Why 'Mein Kampf' in 2016 will be more 'readable' than ever, not less

The first four fifths of this article are fascinating. It’s titled “The future of Mein Kempf in a meme world”. Though I’ve not consumed historically significant events with consistent interest, World War II has been an exception by far. And belonging to the generation I do – the so-called Millennials – I resent the article’s conclusion that when the book’s copyright lifts next year and the “original” annotated version becomes available, its size alone will deter younger readers from picking up a copy.

Mein Kampf is Adolf Hitler’s account of his years growing up in Germany and Austria. Its greatest accomplishment has been to offer a peek into the mind that lead the world into one of history’s worst conflicts and more dreadful tragedies. Hitler wrote it – rather, dictated it to his minion Rudolf Hess – when he’d been imprisoned for the failed Beer Hall Putsch in 1923. His actions in the Second World War consequently lead to a new world order, resulting in a geopolitical power structure that continues to shape global politics in the early 21st century.

In 1945, the book was banned by law in West Germany, which identified it as Nazi propaganda. The copyright remained with the Bavarian state government – and that copyright is set to expire in 2016. For the occasion, the Institute of Contemporary History said in 2010 that it would release an annotated version of the text.
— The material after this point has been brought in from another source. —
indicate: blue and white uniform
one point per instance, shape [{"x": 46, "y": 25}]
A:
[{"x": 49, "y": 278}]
Now, it’s been almost 70 years since the end of the War and much has definitely happened. But it’s hard to investigate the causes of many aspects of the present – especially the technology – without finding a part of their foundations rooted in the indignation and exigency of the first half of the previous century. And if the author of the piece – Gavriel Rosenfeld – had argued that Mein Kampf‘s relevance in 2016 among the teens and tweens was contingent on the relevance of these aspects, he might still have constructed a better argument than to say the size of the book would drive this demographic away.

His example of Otto Strasser not having read the book also sports a glaring error. Strasser says few in the Nazi Party had read the book in 1927, when Mein Kampf‘s measure of greatness was only in terms of what Hitler had accomplished until then: trivial compared to what would come after. Today, the book depicts incidents that shaped the most terrible head of state in recent history, and likely even differs in how it is significant among neo-Nazis and the civilized.

Rosenfeld may have been misled by a deception akin to the one at play with a $10,000 Apple Watch. With that price tag, Apple is targeting only those people who think spending $10,000 on it is a good idea, not anyone else – including people with $10,000 to spare but not for a smartwatch. Similarly, those who are afraid of hefty tomes from the past have already turned away from them, but it’s facile to think it entirely an acceptance of 50-KB memes and in no part a rejection of 2,000 pages of text with 5,000 annotations.

In fact, the author’s secondary mistake through writing the piece may have been miscalculating what the memetic endeavors flooding the Internet are founded upon: an industry that continuously makes all kinds of information easier to consume and easier to share. Few will contest Rosenfeld when he says the book will not be consumed widely in its original form. However, its physical original form is irrelevant.

It will be made consumable in parts by many groups of people, many journalists, teachers, historians and an ensemble group of enthusiasts, who will upload the fruit of their efforts to the web, who will make the book searchable and shareable. In due course, and with a measure of interest that’s only to be expected, the book’s contents will be available for everyone – young and old. Who knows, even an annotation of the annotations that Mein Kampf will be released with will revitalize flagging debates on historiography. The book will ultimately be more accessible than it ever was.

And Rosenfeld’s primary misstep? To assume those who consume information in 30-second bits have no way to access what’s available in 2,000-page chunks, that they may not be interested at all because they wouldn’t be appealed by it. If anything, the Millennials’ engagement with social attributes like memetics, network effects and virality has only revealed more efficient methods of knowledge-dissemination its producers weren’t able to leverage even a decade ago.

We live in a time when anything is susceptible to become appealing to anyone with the right alterations. Why would Mein Kampf be immune to this?